Le Pro Loco al centro della manifestazione

Sapori Pro Loco riunisce decine di realtà provenienti da diverse zone del Friuli Venezia Giulia. Ognuna porta con sé una parte della propria identità, traducendola in piatti tipici, proposte da bere, tradizioni e racconti di paese. È questa varietà a rendere la rassegna un appuntamento atteso e facilmente riconoscibile nel calendario regionale.

Tra gli elementi che caratterizzano l’iniziativa ci sono anche vini, birre artigianali, musica e occasioni di incontro, con un format che negli anni ha consolidato la sua capacità di parlare a pubblici diversi. Famiglie, gruppi di amici e visitatori da fuori provincia trovano a Passariano un’offerta ampia e distribuita in più giornate.

Un evento che parla anche all’Udinese

Per Prima Udine, il valore della rassegna sta anche nel suo legame con uno dei luoghi più rappresentativi del territorio. Villa Manin, già punto di riferimento storico e culturale, diventa in questi giorni uno spazio dove il Friuli si presenta attraverso i suoi sapori e la sua rete di associazioni.

L’apertura dell’edizione 2026 conferma così il ruolo di Sapori Pro Loco come appuntamento stabile della primavera friulana. A Passariano il gusto diventa occasione di incontro e racconto collettivo, in un contesto che continua a richiamare attenzione ben oltre i confini comunali.

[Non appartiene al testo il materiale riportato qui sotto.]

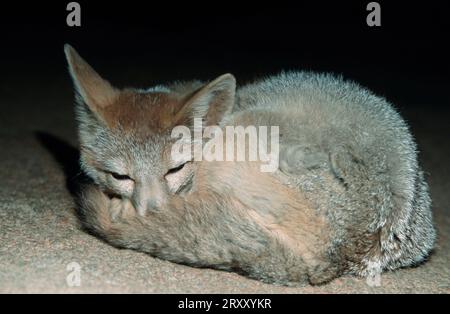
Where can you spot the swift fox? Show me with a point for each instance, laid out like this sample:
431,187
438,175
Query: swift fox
348,196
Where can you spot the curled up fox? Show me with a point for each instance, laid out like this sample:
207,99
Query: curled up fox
347,197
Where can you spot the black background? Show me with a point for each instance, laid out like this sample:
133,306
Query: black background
142,43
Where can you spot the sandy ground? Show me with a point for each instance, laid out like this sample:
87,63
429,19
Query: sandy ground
40,235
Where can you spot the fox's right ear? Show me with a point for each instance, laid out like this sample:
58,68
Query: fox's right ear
96,92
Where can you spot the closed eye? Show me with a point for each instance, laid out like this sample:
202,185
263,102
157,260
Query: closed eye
176,169
120,176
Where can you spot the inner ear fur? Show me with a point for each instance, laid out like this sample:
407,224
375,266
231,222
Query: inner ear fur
211,103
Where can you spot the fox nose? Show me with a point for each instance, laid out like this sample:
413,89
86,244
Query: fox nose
148,197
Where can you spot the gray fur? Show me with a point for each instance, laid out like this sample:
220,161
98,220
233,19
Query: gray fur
344,150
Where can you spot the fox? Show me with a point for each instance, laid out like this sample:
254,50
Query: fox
347,198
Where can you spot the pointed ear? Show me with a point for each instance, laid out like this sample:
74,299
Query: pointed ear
96,92
211,102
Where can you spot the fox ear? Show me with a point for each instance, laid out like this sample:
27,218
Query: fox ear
211,102
96,92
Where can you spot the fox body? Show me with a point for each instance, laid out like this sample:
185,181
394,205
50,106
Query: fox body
348,196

Taglio del nastro e nuove specialità

L’apertura ufficiale si è tenuta il 16 maggio nello spazio incontri dell’area “Io sono Friuli Venezia Giulia”, con il taglio del nastro e la partecipazione, tra gli altri, dell’assessore regionale Sergio Emidio Bini e del presidente del Consiglio regionale Mauro Bordin. Nei cinque giorni di manifestazione il pubblico può scegliere fra 66 specialità, tra ricette tradizionali e novità come gli gnocchi di polenta con crema di formaggi ed erbe spontanee, la focaccia al San Daniele e i biscotti Cjastelani.

Primo weekend con forte afflusso

Dopo il sabato inaugurale con temperature fresche, domenica 17 maggio il sole ha portato a Villa Manin un flusso continuo di visitatori dal mattino fino alla tarda serata. L’esordio di Sapori Pro Loco 2026 è stato positivo, con 66 proposte gastronomiche, mille volontari coinvolti e il nuovo tendone centrale apprezzato dal pubblico.